IF you only wrote one test:
STOP - You're testing incompletely
Add tests for other states
Framework-Agnostic Pattern
// Works with any framework (React, Vue, Angular, etc.)
test('handles all states', async () => {
// Initial: Loading
render(<Component />);
expect(screen.getByRole('progressbar')).toBeInTheDocument();
// After load: Success or Error or Empty
await waitFor(() => {
expect(screen.queryByRole('progressbar')).not.toBeInTheDocument();
});
// Verify final state
// (success data, error message, or empty message)
});
Common State Combinations
// Form submission states
test('button disabled while submitting', async () => {
render(<CheckoutForm />);
const button = screen.getByRole('button', { name: /submit/i });
// Initial: Enabled
expect(button).toBeEnabled();
// During submit: Disabled
await userEvent.click(button);
expect(button).toBeDisabled();
expect(screen.getByText('Submitting...')).toBeInTheDocument();
// After submit: Enabled (if error) or Success message
await waitFor(() => {
expect(button).toBeEnabled();
});
});
When Mocks Become Too Complex
Warning signs:
- Mock setup longer than test logic
- Mocking everything to make test pass
- Mocks missing methods real components have
- Test breaks when mock changes
your human partner's question: "Do we need to be using a mock here?"
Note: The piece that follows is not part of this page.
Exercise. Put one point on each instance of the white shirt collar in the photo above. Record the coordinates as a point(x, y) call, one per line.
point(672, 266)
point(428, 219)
Consider: Integration tests with real components often simpler than complex mocks
TDD Prevents These Anti-Patterns
Why TDD helps:
- Write test first → Forces you to think about what you're actually testing
- Watch it fail → Confirms test tests real behavior, not mocks
- Minimal implementation → No test-only methods creep in
- Real dependencies → You see what the test actually needs before mocking
If you're testing mock behavior, you violated TDD - you added mocks without watching test fail against real code first.
Quick Reference
| Anti-Pattern | Fix |
|---|---|
| Assert on mock elements | Test real component or unmock it |
| Test-only methods in production | Move to test utilities |
| Mock without understanding | Understand dependencies first, mock minimally |
| Incomplete mocks | Mirror real API completely |
| Tests as afterthought | TDD - tests first |
| Testing implementation details (frontend) | Test user-visible behavior with accessible queries |
| No accessibility testing | Run axe-core, test keyboard navigation, verify ARIA |
| Testing happy path only | Test all states: loading, error, empty, partial |
| Over-complex mocks | Consider integration tests |
Red Flags
- Assertion checks for
*-mocktest IDs - Methods only called in test files
- Mock setup is >50% of test
- Test fails when you remove mock
- Can't explain why mock is needed
- Mocking "just to be safe"
Examples
Example: Complete Frontend Testing
// Anti-Pattern 6: Testing implementation details
// ❌ BAD
expect(component.state.isLoading).toBe(true);
// ✅ GOOD
expect(screen.getByRole('progressbar')).toBeInTheDocument();
// Anti-Pattern 7: No accessibility testing
// ❌ BAD
await page.click('.close-button');
// ✅ GOOD
await injectAxe(page);
await checkA11y(page);
await page.click('button[aria-label="Close"]');
// Anti-Pattern 8: Testing happy path only
// ❌ BAD
test('loads data', async () => {
expect(await screen.findByText('Data')).toBeInTheDocument();
});
// ✅ GOOD
test('shows loading state', () => { /* ... */ });
test('shows data when loaded', async () => { /* ... */ });
test('shows error when fetch fails', async () => { /* ... */ });
test('shows empty state when no data', async () => { /* ... */ });
Integration with Other Skills
Related skills:
- test-driven-development: Write tests covering all states BEFORE implementing
- verification-before-completion: Verify accessibility and all states tested
- frontend-visual-regression-testing: Use for visual appearance testing
- frontend-accessibility-verification: Use for comprehensive a11y testing
- frontend-component-testing: Test components in isolation with all states
The Bottom Line
Mocks are tools to isolate, not things to test.
If TDD reveals you're testing mock behavior, you've gone wrong.
Fix: Test real behavior or question why you're mocking at all.